Rubbish is burned on the banks of the river that provides the livelihoods of a Cambodian fishing village.


But all is not lost. There is a very small movement starting to bubble in the dirty and polluted streets of Cambodia. Driven by international interest there is evidence that at least some people recognise the looming disaster. There is at least one campaign encouraging businesses to join the “war on waste”.

Refill Not Landfill is working to minimise the one-use plastic bottles that the initiative says amounts to “355,000 bottles discarded by tourists every day”. It aims to offer refilling opportunities but, during my travels throughout Singapore, Malaysia, Thailand and Cambodia, I saw few establishments that offered a filtered water refill opportunity.

Cambodia is an evolving tourist mecca, with predictions tourism numbers will more than double to 10 million per year in just a few years. Any waste initiative will only work if more business come on board, and quickly.

By far one of the most encouraging example of waste management education in Cambodia is by non-government organisation HUSK. Funded by a popular local tourism venture that offers guided tours, HUSK has built two schools made of plastic water bottles. Yes, the school walls are made of bottles filled with plastic bags covered by a concrete render. The local community in Kompheim was paid for their plastic rubbish and, with the help of generous western donors, a school was born. The locals call it the plastic bottle school. I call it a good place to start.

South east Asia has a monstrous plastic problem. As tourism continues to boom it’s a problem getting worse by the day. It’s not going to go away until governments offer waste solutions for their people. The plastic problem is threatening the health of villagers, their agricultural production and their tourism lifeblood.

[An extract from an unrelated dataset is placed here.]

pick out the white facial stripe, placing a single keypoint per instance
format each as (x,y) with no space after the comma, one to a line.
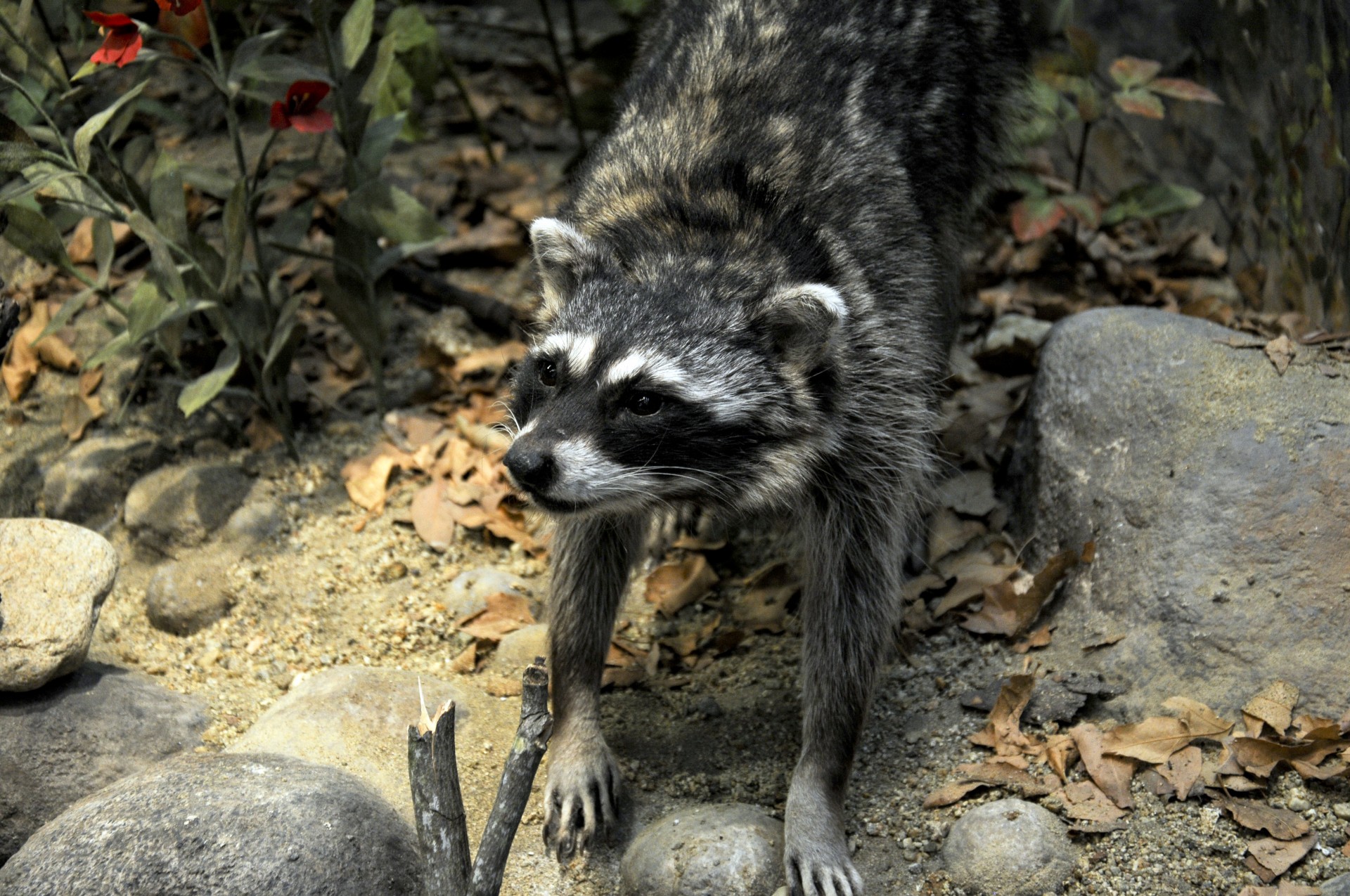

It’s a beautiful part of the world, filled with lovely people, great adventures and memorable experiences. But, for me, what I will remember about the month I spent in south east Asia is poor countries drowning in plastic thanks to ignorant and allegedly corrupt governments who would rather count their short-term tourist dollars instead of encouraging the long-term economic, agricultural and ecological prosperity of their people.